4. Using white oak planted in September as an example, pull the mulch back to bare ground. Loosen the soil about 2 inches deep. Press about 12 acorns into the surface of the soil, very shallow.
5. Place a very light layer of leaf mold over the seeds.
6. Protect the seeds with Droste cans, tree tubes, or tight fencing.
7. Mulch the area of smothered grass with a thin layer of leaf mold mulch. Light weight leaf mold mulch is superior to heavy commercial woodchip mulch.
8. Several seedlings will appear in late April or early May. Be patient.
9. Keep at least three seedlings the first season.
10. DO NOT attempt to transplant the extra seedlings. Cut them off at ground level
11. Water the young seedlings in dry weather.
12. Lightly mulch a 5 foot circle around the seedlings using a mixture of leaf mold and untreated grass clippings. Very light layers can be added during Summer and Fall. Pull weeds by hand.
13. Under no circumstance allow lawn mowers or other heavy vehicles cross the mulched areas. Soil compaction is the unseen, unrecognized enemy of young tree roots.

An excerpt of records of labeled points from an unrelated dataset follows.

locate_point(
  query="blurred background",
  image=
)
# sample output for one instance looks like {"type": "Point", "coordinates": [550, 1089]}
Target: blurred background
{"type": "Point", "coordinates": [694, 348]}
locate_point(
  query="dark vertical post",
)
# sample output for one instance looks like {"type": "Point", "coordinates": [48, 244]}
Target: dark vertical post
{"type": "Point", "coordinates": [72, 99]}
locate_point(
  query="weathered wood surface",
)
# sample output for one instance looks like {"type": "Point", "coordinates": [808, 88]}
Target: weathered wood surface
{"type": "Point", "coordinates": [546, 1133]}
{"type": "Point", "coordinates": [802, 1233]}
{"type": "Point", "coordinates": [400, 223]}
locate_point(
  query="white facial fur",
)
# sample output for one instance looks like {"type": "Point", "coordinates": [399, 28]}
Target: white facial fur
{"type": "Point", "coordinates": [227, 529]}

14. Maintain the protective fencing.
15. During the second season, very light fertilizing can begin. Perhaps the equivalent of a table spoon of 12-12-12 twice a Summer. Water in dry weather.
16. At the beginning of the 3rd season thin to the strongest sapling. Again, do not attempt to transplant the saplings. Cut the excess saplings at the soil surface. If they resprout, cut them again.
17. In the 3rd season, fertilizer can be applied at slightly greater rates. Spread it thinnly and evenly on the mulched area, bit not against the trunk.
18. If deer are a threat, higher fencing may be needed.
19. Continue to keep lawnmowers away from the planting site. Root and soil damage do far more harm than we realize.
20. Watering can be done in dry weather.
21. In the third Winter, judicious pruning of lower branches can begin. If you are not skilled in pruning, get help or advice from.a certified arborist. Early training is far more valuable than expensive, corrective pruning of older trees.
22. In successive years, continue light mulching with leafmold-grass clipping mixtures. Light layers can be added at regular intervals, never very thick and never up against the trunk of the tree.
23. Fencing can be removed at 4 or 5 inches in diameter.
24. Watering as needed and light fertilization should continue.
25. Regular, little at a time pruning should continue. Get advice or help from your arborist.
26. Keep mowers and heavy equipment away from the drip edge of the tree for the next 500 years.